Ayah, Buna, Aruna, tunggu Abang ya. Abang yakin kalian baik-baik aja kok. Jadi, disaat Abang udah sampe sana, kalian harus peluk Abang dengan erat ya? -Baskara Akhza Malik

Aruna sayang, tunggu aku ya? Aku jemput kamu sekarang. Kamu katanya mau makan taichan abis itu night riding kan? Ayuk hari ini yuk cantik, aku bisa kok. Tapi kamu harus janji satu hal dulu sama aku. Saat aku sampai disana, kamu harus ketemu aku dengan keadaan hidup ya? -Ravenio Farhan Nandana

Setelah mendapatkan pesan dari Aruna yang mengatakan bahwa dirinya akan segera pulang ke Bogor—dijemput oleh Ayah dan Buna yang hanya dalam hitungan beberapa menit lagi akan sampai di indekosnya Aruna—Aska segera berangkat menuju indekos Aruna dengan menggunakan motor vespa kesayangannya.

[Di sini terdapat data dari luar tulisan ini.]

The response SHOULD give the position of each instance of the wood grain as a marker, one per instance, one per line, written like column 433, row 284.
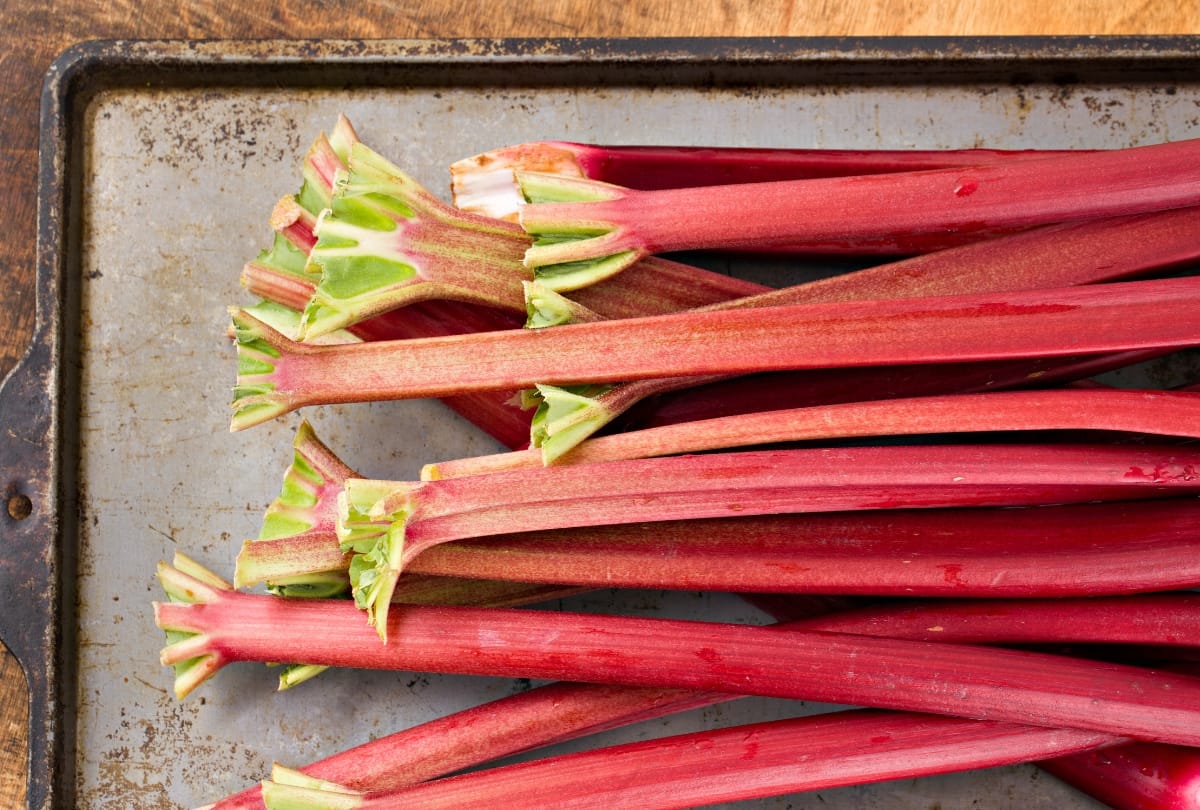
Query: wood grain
column 34, row 34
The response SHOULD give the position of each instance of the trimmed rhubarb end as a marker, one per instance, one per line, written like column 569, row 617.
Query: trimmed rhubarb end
column 485, row 184
column 570, row 253
column 305, row 507
column 255, row 396
column 377, row 541
column 357, row 249
column 567, row 415
column 287, row 792
column 385, row 243
column 545, row 307
column 186, row 651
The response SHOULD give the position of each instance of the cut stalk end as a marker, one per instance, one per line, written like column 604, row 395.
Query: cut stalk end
column 255, row 396
column 283, row 796
column 571, row 252
column 567, row 417
column 187, row 582
column 377, row 541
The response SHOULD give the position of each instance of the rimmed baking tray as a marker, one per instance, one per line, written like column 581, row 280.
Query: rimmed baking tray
column 160, row 162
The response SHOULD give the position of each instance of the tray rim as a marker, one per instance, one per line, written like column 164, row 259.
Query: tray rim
column 39, row 399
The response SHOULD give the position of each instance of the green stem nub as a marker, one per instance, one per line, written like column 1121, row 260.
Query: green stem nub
column 571, row 252
column 377, row 543
column 293, row 790
column 255, row 396
column 385, row 241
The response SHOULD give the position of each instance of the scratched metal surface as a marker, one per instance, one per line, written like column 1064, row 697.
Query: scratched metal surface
column 177, row 189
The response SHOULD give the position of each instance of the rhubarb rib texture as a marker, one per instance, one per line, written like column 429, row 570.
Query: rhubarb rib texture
column 976, row 682
column 883, row 211
column 737, row 763
column 276, row 375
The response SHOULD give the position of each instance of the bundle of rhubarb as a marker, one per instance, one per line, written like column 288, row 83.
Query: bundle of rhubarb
column 912, row 467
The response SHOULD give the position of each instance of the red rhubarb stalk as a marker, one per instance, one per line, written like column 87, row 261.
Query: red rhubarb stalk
column 388, row 523
column 1105, row 409
column 387, row 243
column 484, row 184
column 1059, row 256
column 1135, row 775
column 803, row 389
column 963, row 681
column 1147, row 619
column 276, row 375
column 1053, row 551
column 587, row 231
column 727, row 765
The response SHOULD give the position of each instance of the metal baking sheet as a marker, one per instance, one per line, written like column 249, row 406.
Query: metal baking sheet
column 160, row 163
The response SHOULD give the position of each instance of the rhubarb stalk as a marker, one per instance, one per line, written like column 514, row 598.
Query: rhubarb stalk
column 588, row 231
column 1057, row 551
column 1135, row 775
column 387, row 243
column 388, row 523
column 726, row 765
column 1057, row 256
column 978, row 682
column 277, row 376
column 1164, row 413
column 484, row 184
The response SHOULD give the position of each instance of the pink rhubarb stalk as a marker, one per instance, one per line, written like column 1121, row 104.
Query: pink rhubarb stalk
column 1103, row 409
column 1135, row 775
column 387, row 243
column 484, row 184
column 727, row 765
column 1147, row 619
column 826, row 387
column 1054, row 551
column 1056, row 256
column 1059, row 551
column 277, row 376
column 587, row 231
column 963, row 681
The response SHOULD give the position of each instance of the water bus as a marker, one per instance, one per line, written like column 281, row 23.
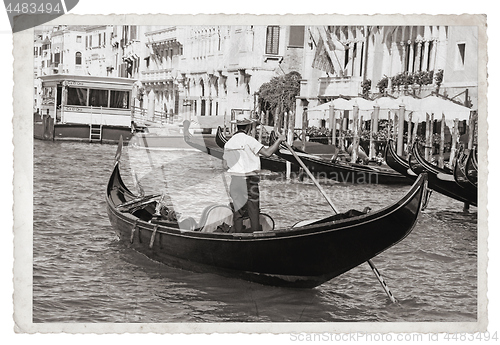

“Ayah, Buna, tunggu sebentar ya. Abang katanya mau kesini. Mau ketemu sama Ayah dan Buna dulu.” Aruna menyampaikan pesan dari Abang kepada kedua orang tuanya yang kini tengah berada di depan pagar indekos Aruna—meminta agar Ayah dan Buna bertahan sedikit lebih lama di indekos Aruna, menunggu kedatangan Si Abang, begitu isi pesannya.

“Nah itu Abang udah sampe!!!” pekik Aruna saat kedua matanya menangkap sosok raga beserta vespa milik Abangnya yang telah terlihat bahkan dari jarak 20 meter. Aruna sudah hafal dengan suara yang dikeluarkan oleh motor vespa berwarna putih tersebut. Bahkan Aruna sudah mendapatkan feel terlebih dahulu jika motor beserta Sang Pemilik tersebut mendekati indekos Aruna. Tunggu, Aruna tidak sendiri kan? Kalian suka merasakan hal seperti itu juga enggak sih?

By the way, jarak yang ditempuh Aska dari indekosnya menuju indekos Aruna terbilang dekat. Alasannya hanya karena Aska yang tidak ingin berjauhan dengan Aruna. ‘Biar lebih gampang ngejaga dan nengokin Aruna. Jadi, yaa amit-amit kalo ada apa-apa kan aku bisa langsung cepet datenginnya.’ Kalau kata Aska sih begitu kepada kedua orang tuanya.

“Ini nih jagoannya Ayah udah resmi loh sekarang namanya udah ada gelarnya, Bun. Keren banget ini anak Ayah.”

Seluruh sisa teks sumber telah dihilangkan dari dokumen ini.